2. Kinetic and potential energy effects are absent, and W = 0.
3. Combustion is complete.
4. The initial mixture and the products of combustion each form ideal gas mixtures.
5. The initial and final states are equilibrium states.
Analysis The chemical reaction equation for the complete combustion of methane with oxygen is
CH _{4}+2 O _{2} \rightarrow CO _{2}+2 H _{2} O ( g )
a. With assumptions 2 and 3, the closed system energy balance takes the form
U_{ P }-U_{ R }=Q- W ^{\nearrow0}
or
Q=U_{ P }-U_{ R }=\left(1 \bar{u}_{ CO _{2}}+2 \bar{u}_{ H _{2} O ( g )}\right)-\left(1 \bar{u}_{ CH _{4}( g )}+2 \bar{u}_{ O _{2}}\right)
Each coefficient in this equation is the same as the corresponding term of the balanced chemical equation.

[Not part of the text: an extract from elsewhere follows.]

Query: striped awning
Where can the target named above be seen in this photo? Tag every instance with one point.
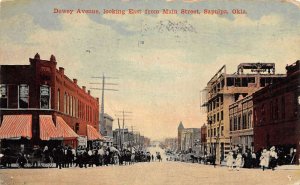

Since each reactant and product behaves as an ideal gas, the respective specific internal energies can be evaluated as \bar{u}=\bar{h}-\bar{R} T. The energy balance then becomes
\begin{aligned}Q=&\left[1\left(\bar{h}_{ CO _{2}}-\bar{R} T_{2}\right)+2\left(\bar{h}_{ H _{2} O ( g )}-\bar{R} T_{2}\right)\right] \\&-\left[1\left(\bar{h}_{ CH _{4}( g )}-\bar{R} T_{1}\right)+2\left(\bar{h}_{ O _{2}}-\bar{R} T_{1}\right)\right]\end{aligned}
where T_{1} \text { and } T_{2} denote, respectively, the initial and final temperatures. Collecting like terms
Q=\left(\bar{h}_{ CO _{2}}+2 \bar{h}_{ H _{2} O ( g )}-\bar{h}_{ CH _{4}( g )}-2 \bar{h}_{ O _{2}}\right)+3 \bar{R}\left(T_{1}-T_{2}\right)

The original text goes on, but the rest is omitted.